Cuban Pentecostals Denounce Police Harassment Against Two Pastors From Camagüey

“Their movement is restricted and they must be available and locatable,” says the leader of the Assemblies of God in Cuba

Pentecostal Pastor Dizzis Ramos, leader of the Assemblies of God in Camagüey /Evangelical Revival Hialeah

14ymedio bigger14ymedio, Havana, 4 June 2024 — Pentecostal pastor Dizzis Ramos, leader of the Assemblies of God in Camagüey, has been waiting several days for a summons from the Police and a possible formal accusation from the Prosecutor’s Office for having been involved in the purchase of allegedly illegal cement in a State entity. The incident has been interpreted by the top authorities of his denomination as the prelude to “a very complex situation between the Church and the State.”

This is what Moisés de Prada, general superintendent of the Assemblies of God on the Island, believes; he clarifies to 14ymedio that neither Ramos nor Jorleidis Reynaldo – the pastor Ramos sent to buy the cement – are detained or under house arrest. The cement was confiscated and they were required not to leave the province. “They have restricted movement and must be available and locatable,” he says.

“He (Reynaldo) went to buy the cement because they were told that they were selling it with no rationing,” says De Prada, who insists on the disconcerting nature of the accusation: “It was a state-run stand,” he stresses. “He made his purchase and, when he left, he was arrested.”

He showed the bill to the Police so that they could verify “that there was no problem.” Agents disagreed and replied that the invoice was false.” We bought cement in one of your entities,” Reynaldo defended himself, adding that, “if the Police had doubts about the legitimacy of the sale, it was the entity from which we bought the cement that they should ask for explanations.”

He showed the bill to the Police so that they could verify “that there was no problem.” Agents disagreed and replied that the invoice was false.

De Prada cannot specify how much cement it was. Still, he estimates there were “quite a few bags, perhaps 40 or 50, which Pastor Ramos was going to allocate to constructions in the church of Camalote,” an area located in the Camagüey municipality of Nuevitas. “We lost the cement,” Reynaldo told Ramos as he returned empty-handed. Shortly after, they were told they would be summoned for a trial in the coming months.

As one of the leaders of the Assemblies of God, De Prada took action on the matter and called, from Havana, the Office of Attention to Religious Affairs of the Communist Party. “That was over a week ago. They told me they were unaware of the situation and that they would find out. ” When he called again, two days ago, they still didn’t know.

De Prada then took it upon himself to warn them that they would not agree with the potential measures that could be taken against Ramos and Reynaldo. “It could bring an altercation between the Church and the State,” he considers. “We are asking the State to assess the situation and that nothing happens.”

He also contacted the provincial office of the Communist Party in Camagüey and offered to meet with them.

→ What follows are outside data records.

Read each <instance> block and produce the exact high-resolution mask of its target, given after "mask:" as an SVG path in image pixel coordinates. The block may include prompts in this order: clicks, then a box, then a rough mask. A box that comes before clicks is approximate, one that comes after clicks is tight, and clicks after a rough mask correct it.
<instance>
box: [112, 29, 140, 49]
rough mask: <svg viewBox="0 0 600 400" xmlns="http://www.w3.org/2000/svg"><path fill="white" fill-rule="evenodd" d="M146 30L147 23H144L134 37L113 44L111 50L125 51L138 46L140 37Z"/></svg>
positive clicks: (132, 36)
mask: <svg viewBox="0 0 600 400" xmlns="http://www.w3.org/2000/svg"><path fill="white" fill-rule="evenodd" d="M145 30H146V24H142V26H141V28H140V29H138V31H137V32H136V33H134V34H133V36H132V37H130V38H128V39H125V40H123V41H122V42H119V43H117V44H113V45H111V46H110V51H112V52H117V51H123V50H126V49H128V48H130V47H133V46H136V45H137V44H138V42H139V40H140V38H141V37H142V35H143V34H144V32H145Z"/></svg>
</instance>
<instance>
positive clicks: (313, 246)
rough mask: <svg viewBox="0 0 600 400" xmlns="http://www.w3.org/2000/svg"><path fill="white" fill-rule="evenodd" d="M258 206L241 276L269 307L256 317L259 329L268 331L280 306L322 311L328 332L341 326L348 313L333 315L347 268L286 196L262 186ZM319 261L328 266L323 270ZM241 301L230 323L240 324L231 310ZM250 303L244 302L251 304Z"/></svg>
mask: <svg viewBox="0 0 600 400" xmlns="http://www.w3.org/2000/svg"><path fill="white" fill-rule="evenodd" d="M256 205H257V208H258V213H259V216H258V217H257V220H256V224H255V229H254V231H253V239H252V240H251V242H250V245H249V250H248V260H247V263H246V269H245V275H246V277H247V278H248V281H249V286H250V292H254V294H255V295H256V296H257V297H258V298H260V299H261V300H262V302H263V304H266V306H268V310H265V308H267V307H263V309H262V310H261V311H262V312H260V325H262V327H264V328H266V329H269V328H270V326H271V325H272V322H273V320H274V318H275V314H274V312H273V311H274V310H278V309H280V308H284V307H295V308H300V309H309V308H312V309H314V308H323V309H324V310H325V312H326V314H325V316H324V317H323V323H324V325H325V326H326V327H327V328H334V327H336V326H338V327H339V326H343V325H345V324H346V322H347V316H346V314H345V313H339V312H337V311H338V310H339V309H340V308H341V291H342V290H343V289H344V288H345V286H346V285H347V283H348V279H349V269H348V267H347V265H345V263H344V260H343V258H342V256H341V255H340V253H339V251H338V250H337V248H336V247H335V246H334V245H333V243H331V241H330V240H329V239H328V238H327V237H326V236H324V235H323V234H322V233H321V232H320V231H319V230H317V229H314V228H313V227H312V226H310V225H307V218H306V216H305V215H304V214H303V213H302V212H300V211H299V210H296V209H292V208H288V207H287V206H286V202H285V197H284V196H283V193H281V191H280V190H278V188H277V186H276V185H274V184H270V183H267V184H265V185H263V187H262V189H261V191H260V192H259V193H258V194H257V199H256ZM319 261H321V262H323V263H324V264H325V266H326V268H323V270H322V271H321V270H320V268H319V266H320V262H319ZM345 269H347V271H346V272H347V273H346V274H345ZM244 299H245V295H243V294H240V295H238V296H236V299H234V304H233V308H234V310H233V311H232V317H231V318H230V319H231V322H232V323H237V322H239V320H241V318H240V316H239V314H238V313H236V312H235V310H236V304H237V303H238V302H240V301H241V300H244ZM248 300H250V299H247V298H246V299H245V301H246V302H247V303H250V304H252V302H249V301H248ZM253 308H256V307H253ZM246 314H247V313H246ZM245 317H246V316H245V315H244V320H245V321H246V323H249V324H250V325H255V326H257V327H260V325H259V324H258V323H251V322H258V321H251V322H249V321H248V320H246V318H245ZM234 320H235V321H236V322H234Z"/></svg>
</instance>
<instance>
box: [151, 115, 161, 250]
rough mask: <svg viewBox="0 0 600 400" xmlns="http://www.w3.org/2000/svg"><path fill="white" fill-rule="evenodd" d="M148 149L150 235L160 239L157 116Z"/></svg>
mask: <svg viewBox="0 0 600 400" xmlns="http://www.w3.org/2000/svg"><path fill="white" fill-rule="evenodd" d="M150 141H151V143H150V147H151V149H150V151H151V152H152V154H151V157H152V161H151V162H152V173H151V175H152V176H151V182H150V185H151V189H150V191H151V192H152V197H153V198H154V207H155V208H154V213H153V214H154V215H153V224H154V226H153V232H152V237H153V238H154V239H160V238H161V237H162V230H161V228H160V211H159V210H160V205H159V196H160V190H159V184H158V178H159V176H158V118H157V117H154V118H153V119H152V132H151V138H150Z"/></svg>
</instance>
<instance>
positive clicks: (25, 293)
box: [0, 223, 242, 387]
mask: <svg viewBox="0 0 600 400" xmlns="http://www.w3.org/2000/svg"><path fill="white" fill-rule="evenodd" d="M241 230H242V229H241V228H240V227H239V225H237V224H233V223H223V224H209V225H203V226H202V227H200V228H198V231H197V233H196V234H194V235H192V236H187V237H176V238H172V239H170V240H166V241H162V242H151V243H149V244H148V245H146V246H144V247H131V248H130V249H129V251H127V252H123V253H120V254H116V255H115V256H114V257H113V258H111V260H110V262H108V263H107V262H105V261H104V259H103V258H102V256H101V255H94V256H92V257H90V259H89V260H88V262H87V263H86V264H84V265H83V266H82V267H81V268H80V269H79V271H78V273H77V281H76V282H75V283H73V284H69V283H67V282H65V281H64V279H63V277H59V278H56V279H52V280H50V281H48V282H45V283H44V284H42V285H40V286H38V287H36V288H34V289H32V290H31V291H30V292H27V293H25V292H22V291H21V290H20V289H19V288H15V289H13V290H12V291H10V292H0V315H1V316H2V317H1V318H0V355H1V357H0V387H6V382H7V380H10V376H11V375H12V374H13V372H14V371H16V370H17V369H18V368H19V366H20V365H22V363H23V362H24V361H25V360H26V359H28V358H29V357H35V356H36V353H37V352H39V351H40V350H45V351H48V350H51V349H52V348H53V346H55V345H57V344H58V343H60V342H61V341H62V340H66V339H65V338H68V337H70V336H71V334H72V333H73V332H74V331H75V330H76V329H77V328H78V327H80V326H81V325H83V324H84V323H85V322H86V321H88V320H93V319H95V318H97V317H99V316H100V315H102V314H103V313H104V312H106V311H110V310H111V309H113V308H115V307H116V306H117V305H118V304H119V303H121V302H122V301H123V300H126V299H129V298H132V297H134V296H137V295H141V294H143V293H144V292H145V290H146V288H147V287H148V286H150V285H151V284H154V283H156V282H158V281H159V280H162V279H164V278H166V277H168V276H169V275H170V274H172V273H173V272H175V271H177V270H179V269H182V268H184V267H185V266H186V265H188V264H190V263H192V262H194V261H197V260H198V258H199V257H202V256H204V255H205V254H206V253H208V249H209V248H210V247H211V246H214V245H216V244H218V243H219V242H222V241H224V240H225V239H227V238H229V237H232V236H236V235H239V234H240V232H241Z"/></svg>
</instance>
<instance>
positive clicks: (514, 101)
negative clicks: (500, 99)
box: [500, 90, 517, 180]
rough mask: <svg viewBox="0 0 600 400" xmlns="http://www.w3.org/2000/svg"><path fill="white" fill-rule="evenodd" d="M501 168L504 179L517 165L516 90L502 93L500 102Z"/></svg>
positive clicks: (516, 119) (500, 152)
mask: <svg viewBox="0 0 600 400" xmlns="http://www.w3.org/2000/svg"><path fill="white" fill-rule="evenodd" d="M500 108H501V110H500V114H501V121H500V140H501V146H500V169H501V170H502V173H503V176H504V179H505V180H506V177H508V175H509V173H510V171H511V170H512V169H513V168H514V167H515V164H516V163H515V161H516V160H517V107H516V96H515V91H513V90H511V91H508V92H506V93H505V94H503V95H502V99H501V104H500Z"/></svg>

A meeting “out of respect and understanding that we will not agree on any action taken against our pastor,” he demands. “They say that the measure was not taken for the mere fact that a pastor was involved,” he says.

He also contacted the provincial office of the Communist Party in Camagüey and offered to meet with them. 

In his calls with Party officials, De Prada was told that perhaps the entity did not have the right to sell that cement. De Prada repeated the argument that Reynaldo had given to the Police: Cubans take for granted that what the State sells is legal. Later this week, De Prada will travel to Camagüey.

With more than 53 million members worldwide, the Assemblies of God, one of the most popular Christian denominations on the Island, has always been a target of State Security because of its close ties with the Pentecostal communities of the United States. With a great capacity for mobilization – they are famous for their “mega-churches,” capable of gathering thousands of faithful followers – they are not affiliated with the World Council of Churches nor the Council of Churches of Cuba.

In June 2020, the board of directors of the Assemblies of God on the Island issued a statement making clear its position on the “debates, articles and criteria” that questioned its “non-negotiable principles on the nature of the family, its function and purpose.” The text stressed that “the Church is independent of the State” and that it did not have to accept equal marriage endorsed in the Family Code, then pending approval.

Given the attacks by people linked to the National Center for Sex Education (Cenesex in Spanish), led by Mariela Castro, they assured that the Church “is not contentious nor does it allow itself to be provoked by the hate speech by people and sectors that do not accept our doctrine.”

The government’s tensions with ministers of different denominations have again made headlines in recent weeks. Last May, as a gesture of protest against the blackouts, the Camagüey priest Alberto Reyes rang the bells of his parish in Esmeralda. The priest, one of the most critical voices of the Catholic clergy, was forbidden by his own bishop to repeat the bell ringing, a call to order in which more than a few suspected the State Security’s pressure.